I think using fractions of the economy is a good idea for making things more precise, but it’s not so clear whether this is really the most relevant measure. In particular, saying that the AI takeoff “has happened” if 90% of the economy is replaced by AIs suggests that more than 10% of human activities in the economy require something that could be called human-level general intelligence. But that need not be the case. In fact, I find it plausible that 90% of human activity in today’s economy can be replaced without attaining anything resembling human-level general intelligence. E.g., given progress on autonomous cars, it seems that transportation (maybe a few percent of GDP) can mostly be replaced with AI systems without general AI. Same for many jobs in factories, grocery clerks, etc. In other words, AI can be transformative without presenting an existential risk.

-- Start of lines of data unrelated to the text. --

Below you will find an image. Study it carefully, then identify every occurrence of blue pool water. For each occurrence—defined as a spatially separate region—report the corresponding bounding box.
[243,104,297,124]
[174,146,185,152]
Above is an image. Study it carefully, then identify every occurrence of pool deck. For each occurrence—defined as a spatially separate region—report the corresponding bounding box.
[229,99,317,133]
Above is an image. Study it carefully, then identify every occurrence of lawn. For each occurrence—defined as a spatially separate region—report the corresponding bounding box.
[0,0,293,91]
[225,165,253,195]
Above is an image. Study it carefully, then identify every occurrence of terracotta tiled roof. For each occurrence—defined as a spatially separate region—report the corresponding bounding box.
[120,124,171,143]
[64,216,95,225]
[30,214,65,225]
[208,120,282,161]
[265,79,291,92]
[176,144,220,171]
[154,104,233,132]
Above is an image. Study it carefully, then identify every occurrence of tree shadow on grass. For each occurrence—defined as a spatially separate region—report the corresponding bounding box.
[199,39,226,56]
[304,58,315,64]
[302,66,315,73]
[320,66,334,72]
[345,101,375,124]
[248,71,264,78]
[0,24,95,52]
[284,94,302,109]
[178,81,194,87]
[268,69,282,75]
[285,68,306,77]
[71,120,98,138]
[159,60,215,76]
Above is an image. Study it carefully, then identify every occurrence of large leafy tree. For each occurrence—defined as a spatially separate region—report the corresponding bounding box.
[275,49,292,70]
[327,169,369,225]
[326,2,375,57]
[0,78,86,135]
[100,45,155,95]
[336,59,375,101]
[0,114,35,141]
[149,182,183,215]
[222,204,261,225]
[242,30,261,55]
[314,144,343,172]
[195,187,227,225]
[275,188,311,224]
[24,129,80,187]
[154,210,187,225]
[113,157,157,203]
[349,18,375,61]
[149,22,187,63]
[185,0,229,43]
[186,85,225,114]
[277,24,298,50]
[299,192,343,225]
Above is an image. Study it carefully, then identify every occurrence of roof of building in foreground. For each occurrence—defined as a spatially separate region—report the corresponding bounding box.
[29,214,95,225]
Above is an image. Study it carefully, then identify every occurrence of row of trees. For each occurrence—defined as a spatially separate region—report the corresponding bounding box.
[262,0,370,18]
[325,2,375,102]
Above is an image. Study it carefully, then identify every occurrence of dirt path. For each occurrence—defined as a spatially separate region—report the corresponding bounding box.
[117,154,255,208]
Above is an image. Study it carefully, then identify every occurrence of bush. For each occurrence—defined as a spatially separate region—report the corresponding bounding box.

I suspect that some people would respond by saying that self-driving cars don’t really count as autonomous AI systems. https://en.wikipedia.org/wiki/AI_effect
>It is possible that the economic growth rate is a good approximation of the rate of political change, rendering these notions of time equivalent.
Prima facie, this seems implausible to me. It seems that the Western world has been unusually stable (in terms of physical time) in the past 50 years, despite having very high growth rates. As you say, “economic collapse may cause a lot of political change”. In general, growth and political stability probably cause each other.